Cathy entered immediately into what for us was a humiliatingly impressive high speed sweeping turn. She was showing us up big time! But this time when she passed Cathy was screaming "how do you stop it" not "how you shift it." We had miscommunicated. She was wanting the location of the brakes not the shifter. Adding to the problem was the fact that somehow she did not realize that the throttle was on the handlebar and that she was holding it pinned. The next and final iteration involved Cathy in flat tracker mode coming towards us at some velocity. Her bright blue eyes were dialed up to massive and in them we could see abject terror. She was screaming at the top of her lungs. Finally we were able to convey to her the words "let go". Unfortunately yet again communication turned out to be less than optimal. Cathy threw up both of her hands relinquishing control to the universe at large. The throttle backed off as it was designed to do and the bike began decelerating. However, in a world where every action has an opposite and equal reaction, the Honda being guided now only by the laws of the universe, entered into an unstable high speed wobble. Cathy and the bike piled into the steel bicycle stands next to the school and everything became very still for a moment.
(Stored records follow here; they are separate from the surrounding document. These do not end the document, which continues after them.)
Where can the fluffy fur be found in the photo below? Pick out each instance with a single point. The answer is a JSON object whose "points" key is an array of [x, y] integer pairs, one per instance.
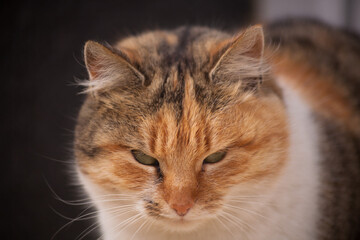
{"points": [[182, 95]]}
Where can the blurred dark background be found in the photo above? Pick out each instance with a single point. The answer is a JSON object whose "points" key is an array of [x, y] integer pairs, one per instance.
{"points": [[41, 54]]}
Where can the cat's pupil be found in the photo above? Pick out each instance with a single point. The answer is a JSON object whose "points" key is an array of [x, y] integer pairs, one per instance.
{"points": [[215, 157], [144, 159]]}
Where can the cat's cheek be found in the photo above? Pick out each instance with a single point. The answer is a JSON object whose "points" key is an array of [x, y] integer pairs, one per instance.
{"points": [[115, 174]]}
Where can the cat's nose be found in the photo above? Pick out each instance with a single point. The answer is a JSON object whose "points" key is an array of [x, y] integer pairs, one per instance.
{"points": [[182, 208]]}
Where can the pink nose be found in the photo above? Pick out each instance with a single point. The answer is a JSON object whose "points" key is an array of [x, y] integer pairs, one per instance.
{"points": [[182, 208]]}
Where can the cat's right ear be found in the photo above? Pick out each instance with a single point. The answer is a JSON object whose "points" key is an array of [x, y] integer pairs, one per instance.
{"points": [[107, 69]]}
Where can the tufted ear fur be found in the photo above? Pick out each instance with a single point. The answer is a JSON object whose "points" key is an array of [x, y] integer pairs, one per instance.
{"points": [[241, 58], [108, 69]]}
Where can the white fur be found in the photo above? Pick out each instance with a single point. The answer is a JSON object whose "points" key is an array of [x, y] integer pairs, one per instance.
{"points": [[290, 210]]}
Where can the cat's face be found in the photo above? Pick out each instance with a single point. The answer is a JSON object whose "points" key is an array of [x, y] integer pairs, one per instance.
{"points": [[181, 148]]}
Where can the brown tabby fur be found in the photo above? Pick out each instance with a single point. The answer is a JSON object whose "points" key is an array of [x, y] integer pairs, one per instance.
{"points": [[179, 97], [321, 63]]}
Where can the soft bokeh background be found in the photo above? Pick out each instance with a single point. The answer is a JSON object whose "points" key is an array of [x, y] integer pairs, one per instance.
{"points": [[41, 53]]}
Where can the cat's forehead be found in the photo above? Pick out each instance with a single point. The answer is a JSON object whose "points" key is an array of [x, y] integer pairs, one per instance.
{"points": [[185, 47]]}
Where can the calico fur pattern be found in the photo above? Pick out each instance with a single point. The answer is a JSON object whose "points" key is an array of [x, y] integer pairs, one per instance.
{"points": [[182, 95]]}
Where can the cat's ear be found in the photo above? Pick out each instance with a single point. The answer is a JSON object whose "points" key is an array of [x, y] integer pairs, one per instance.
{"points": [[240, 58], [107, 68]]}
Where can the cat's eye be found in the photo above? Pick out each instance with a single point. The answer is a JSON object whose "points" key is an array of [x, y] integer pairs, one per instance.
{"points": [[215, 157], [144, 159]]}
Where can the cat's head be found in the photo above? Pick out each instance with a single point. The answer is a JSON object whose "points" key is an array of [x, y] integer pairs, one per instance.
{"points": [[179, 125]]}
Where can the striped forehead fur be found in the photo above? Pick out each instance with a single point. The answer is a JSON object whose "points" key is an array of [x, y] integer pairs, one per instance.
{"points": [[186, 49]]}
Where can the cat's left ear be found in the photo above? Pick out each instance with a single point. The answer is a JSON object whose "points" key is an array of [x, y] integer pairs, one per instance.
{"points": [[108, 68], [240, 58]]}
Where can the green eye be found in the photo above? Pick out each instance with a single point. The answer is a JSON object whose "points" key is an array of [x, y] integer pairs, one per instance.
{"points": [[215, 157], [143, 158]]}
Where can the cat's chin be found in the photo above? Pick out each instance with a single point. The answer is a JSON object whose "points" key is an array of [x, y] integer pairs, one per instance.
{"points": [[180, 224]]}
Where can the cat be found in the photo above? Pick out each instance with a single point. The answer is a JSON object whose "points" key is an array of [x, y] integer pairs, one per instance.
{"points": [[196, 133]]}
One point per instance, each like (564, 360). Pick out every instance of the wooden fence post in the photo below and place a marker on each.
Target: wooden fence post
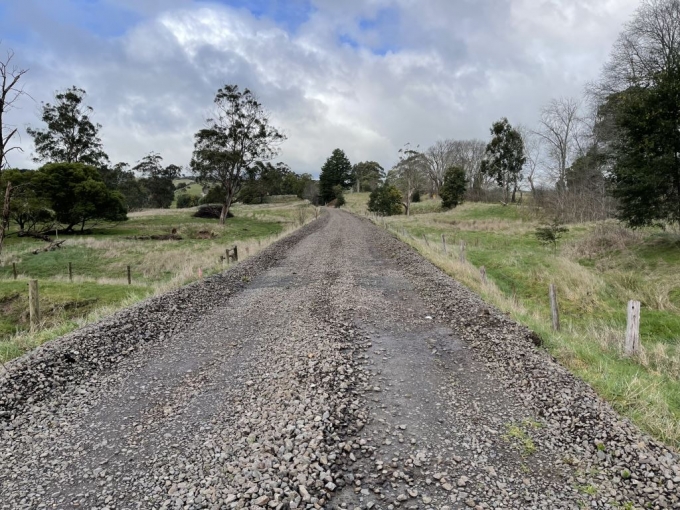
(554, 310)
(34, 305)
(633, 328)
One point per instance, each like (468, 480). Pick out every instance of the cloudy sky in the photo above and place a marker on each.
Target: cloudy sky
(366, 76)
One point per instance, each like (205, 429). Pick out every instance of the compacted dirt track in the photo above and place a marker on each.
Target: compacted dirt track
(337, 369)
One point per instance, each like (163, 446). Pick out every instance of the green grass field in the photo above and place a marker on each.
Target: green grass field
(598, 267)
(99, 261)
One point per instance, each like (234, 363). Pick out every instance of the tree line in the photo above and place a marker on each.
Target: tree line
(77, 186)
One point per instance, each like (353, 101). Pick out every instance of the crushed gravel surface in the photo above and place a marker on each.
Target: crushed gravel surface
(337, 369)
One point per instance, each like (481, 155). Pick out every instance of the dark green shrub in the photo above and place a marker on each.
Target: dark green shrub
(184, 200)
(385, 200)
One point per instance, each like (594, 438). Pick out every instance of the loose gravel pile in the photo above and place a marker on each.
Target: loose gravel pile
(337, 369)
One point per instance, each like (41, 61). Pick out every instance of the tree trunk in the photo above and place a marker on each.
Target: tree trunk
(4, 221)
(226, 206)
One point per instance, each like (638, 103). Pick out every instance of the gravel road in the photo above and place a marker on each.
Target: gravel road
(337, 369)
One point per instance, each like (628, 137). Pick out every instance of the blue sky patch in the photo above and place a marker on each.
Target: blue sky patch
(289, 14)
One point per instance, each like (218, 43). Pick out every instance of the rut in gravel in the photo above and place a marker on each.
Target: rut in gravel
(346, 373)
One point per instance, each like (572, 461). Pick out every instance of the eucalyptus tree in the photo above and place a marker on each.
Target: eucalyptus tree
(70, 136)
(239, 134)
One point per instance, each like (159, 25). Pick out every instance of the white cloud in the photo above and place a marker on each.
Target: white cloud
(449, 69)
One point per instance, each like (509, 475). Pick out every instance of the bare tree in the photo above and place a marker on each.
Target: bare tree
(647, 47)
(469, 154)
(408, 174)
(10, 93)
(559, 129)
(533, 150)
(437, 159)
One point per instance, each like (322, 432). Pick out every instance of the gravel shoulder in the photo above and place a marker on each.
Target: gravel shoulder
(337, 369)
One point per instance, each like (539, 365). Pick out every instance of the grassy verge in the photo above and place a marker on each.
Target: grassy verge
(597, 268)
(100, 259)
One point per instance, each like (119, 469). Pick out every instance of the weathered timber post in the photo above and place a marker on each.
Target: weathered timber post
(34, 305)
(554, 310)
(633, 328)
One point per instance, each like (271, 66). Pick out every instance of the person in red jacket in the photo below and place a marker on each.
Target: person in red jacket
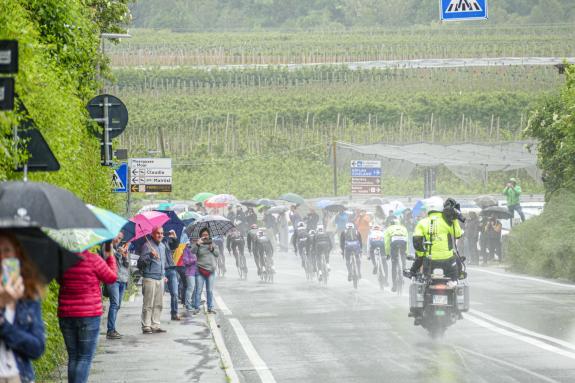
(80, 309)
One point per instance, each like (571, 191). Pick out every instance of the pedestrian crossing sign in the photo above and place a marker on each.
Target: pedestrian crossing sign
(120, 178)
(452, 10)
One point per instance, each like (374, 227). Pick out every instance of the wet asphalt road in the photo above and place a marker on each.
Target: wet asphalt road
(519, 330)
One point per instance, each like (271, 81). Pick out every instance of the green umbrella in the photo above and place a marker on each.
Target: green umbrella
(293, 198)
(201, 197)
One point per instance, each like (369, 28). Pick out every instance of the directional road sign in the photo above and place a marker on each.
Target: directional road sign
(453, 10)
(120, 178)
(365, 177)
(150, 175)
In shock and horror Jimmy and I sprinted to the crash site and pulled the Honda off her. It was a piece of rare luck, a miracle in fact that Cathy had landed between the Honda and the steel bicycle rack thereby minimizing damage to the sacred Honda. By the time Dad arrived at the scene and began unwinding Cathy from the bicycle rack Jimmy and I were off riding. The biggest bonus was that we no longer had to share the bike with Cathy since for some reason she didn't enjoy it. Pity.
For the next few years that little Honda entertained us during the summer months at our family cabin on Crystal Lake. Surrounded by logging roads with access to lakes and gravel pits we ran that thing ragged. There is a picture of Jimmy and David Morrison with a 30 pound pike draped across the seat of that bike. Our Dad loved to tell the story of that huge fish having its head and tail dragging in the dirt riding on the seat between them. Dad paid to have it mounted and it hung in the bedroom we shared at home. I broke the jaw on the mounted fish years later by putting a Metzler knobby in its mouth. Jimmy is still pissed about that.
Dad overhauled that bike every winter and taught all of us to be mechanically competent. That bike was handed down to Pat and Mike as we older boys upgraded to bigger and better rides. It was so clapped out by hundreds of hours of use that Dad decide to retire it and sprung for a used Suzuki 90 for the boys. They rode that for hundreds of hours too.